Why do you practice naturopathic medicine?

I practice Naturopathic medicine because it really seems to be the best of both worlds; conventional tools are at our fingertips, as well as all of the truly transformative natural and functional medicine therapies.

 Who is the most influential person to you on your naturopathic journey?

I would have to say it is a tie between Dr. Paul Anderson, who inspires me to keep constantly learning and contributing to our field, and Dr. Tyna Moore, who was instrumental in my education on best practices and application of Regenerative Injection Therapies, as well as someone who leads by example of creating the practice and life you love.

 What professional accomplishment are you most proud of?

I am really looking forward to the AOAPRM presentation on hormonal dysfunction and prolotherapy outcomes, but since that hasn’t happened yet, I would say that patients getting better is what I am most proud of.  I have so many patients who have been told a certain condition or symptom is normal or cannot be improved.  My track record of success proves to them and me, that viewpoint is damaging and short-sighted.  The number of times I have been told “I have my life back” or “I feel like me again” or “I thought I would always be in pain” is what I am most proud of.  Or at least what I am most grateful for.

 Do you have any words of wisdom for recent ND graduates?

I think that starting out, there can be many causes for overwhelm.  The amount of knowledge is so huge, starting out a new ND may not know where to start, what to test for, what to use for treatment.  I think that having a strong and specific clinical focus can provide two services here: it can help to bring in most those patients you are focusing on, and can help you establish a practice base you feel confident working with in order to expand into other clinical areas as you wish.  None of us can be everything for everyone.  So I would recommend studying under those experienced practitioners who can mentor you in the areas you are most passionate about.

 What is your definition of “happiness”?

My definition of happiness is having all of your needs met.  That may sound weird, but I think about things like Maslow’s hierarchy of needs, so if my needs for comfort, good food, relaxing environment, social interaction etc, are met, then I’m happy.

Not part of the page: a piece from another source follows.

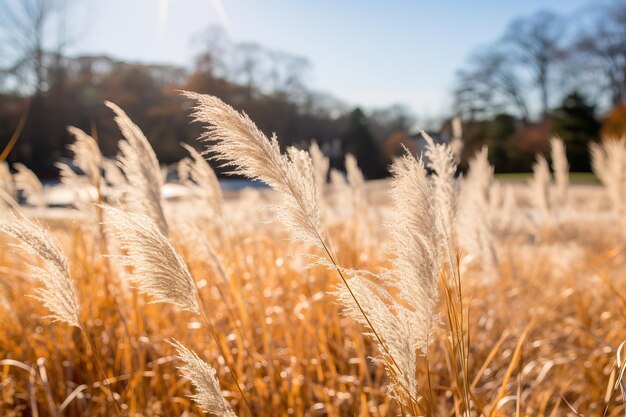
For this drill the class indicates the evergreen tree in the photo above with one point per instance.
(575, 122)
(358, 140)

 What would you sing at Karaoke night?

I’m not very good at remembering lyrics, and have a pretty low voice, so I stick to easy and low range songs.  I usually sing a 90s one-hit wonder Fast Ball’s The Way.  Most wouldn’t know it by its name, but for 90s kids out there, you’ll remember it when you start to hear it.

 Who is your favorite author?

My favorite author changes over the years, depending on my passions and interests. Recent favorites include Paul Stamets, Chip and Dan Heath, and Gary Taubes.

 If you had a warning label, what would yours say?

My warning label would probably actually be a placeholder sign in my absence saying, “This doctor cannot be found.” I’m always on the go, traveling, out at the beach, mushroom foraging in the forests.  I’m very regularly away from cell service so in my off time I can be difficult to track down.